Oleh: Aswar Hasan
Penulis adalah mantan Ketua Komisi Informasi Provinsi (KIP) Sulsel. Dosen Departemen Komunikasi Unhas. Ssaat ini sebagai Komisioner KPI Pusat.
SEJAK tahun 2008 Pemerintah RI secara resmi menyatakan diri harus terbuka.
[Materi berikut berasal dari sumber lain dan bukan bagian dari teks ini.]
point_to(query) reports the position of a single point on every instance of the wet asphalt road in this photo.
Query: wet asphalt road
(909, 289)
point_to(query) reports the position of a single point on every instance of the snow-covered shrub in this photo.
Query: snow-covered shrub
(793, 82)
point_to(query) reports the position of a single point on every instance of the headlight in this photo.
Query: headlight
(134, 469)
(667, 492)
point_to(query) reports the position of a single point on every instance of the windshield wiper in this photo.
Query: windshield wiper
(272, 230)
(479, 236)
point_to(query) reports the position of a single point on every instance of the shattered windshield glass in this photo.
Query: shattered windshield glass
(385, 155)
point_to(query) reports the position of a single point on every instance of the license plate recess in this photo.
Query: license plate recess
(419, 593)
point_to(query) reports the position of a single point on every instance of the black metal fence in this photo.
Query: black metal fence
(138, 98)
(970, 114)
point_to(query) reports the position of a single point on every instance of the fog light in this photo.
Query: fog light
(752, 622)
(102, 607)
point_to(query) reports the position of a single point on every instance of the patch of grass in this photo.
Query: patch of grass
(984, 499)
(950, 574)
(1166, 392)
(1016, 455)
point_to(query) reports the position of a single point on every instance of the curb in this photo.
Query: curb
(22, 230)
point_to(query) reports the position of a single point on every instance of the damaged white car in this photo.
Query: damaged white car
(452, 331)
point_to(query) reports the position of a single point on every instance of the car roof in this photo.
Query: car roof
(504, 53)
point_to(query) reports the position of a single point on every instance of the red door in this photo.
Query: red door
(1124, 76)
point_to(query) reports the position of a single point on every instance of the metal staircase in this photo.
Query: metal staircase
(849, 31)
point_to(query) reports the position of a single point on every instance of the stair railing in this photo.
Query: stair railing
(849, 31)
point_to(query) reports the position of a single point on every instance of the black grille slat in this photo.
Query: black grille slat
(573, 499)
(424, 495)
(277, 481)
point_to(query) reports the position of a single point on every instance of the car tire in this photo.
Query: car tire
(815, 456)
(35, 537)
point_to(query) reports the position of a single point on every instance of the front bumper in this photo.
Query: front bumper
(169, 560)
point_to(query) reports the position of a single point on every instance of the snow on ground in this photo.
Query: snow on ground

Hal itu diwujudkan dalam bentuk mensahkan Undang-Undang Keterbukaan Informasi Publik No.14 Tahun 2008.
Terhadap setiap badan publik (termasuk Parlemen) yang terkena kewajiban terbuka sesuai amanat Undang- Undang tersebut, diberi kesempatan mempersiapkan diri untuk penyesuaian keterbukaan selama 10 tahun (hingga 2018).
Dengan demikian, hingga kini tidak boleh lagi ada alasan bagi lembaga publik di republik ini untuk tidak terbuka.
Akan tetapi, dalam kenyataanya, badan publik negara (Pemerintah) yang diberi tanggungjawab menyusun RUU Omnibus Law justru mempraktikkan ketertutupan.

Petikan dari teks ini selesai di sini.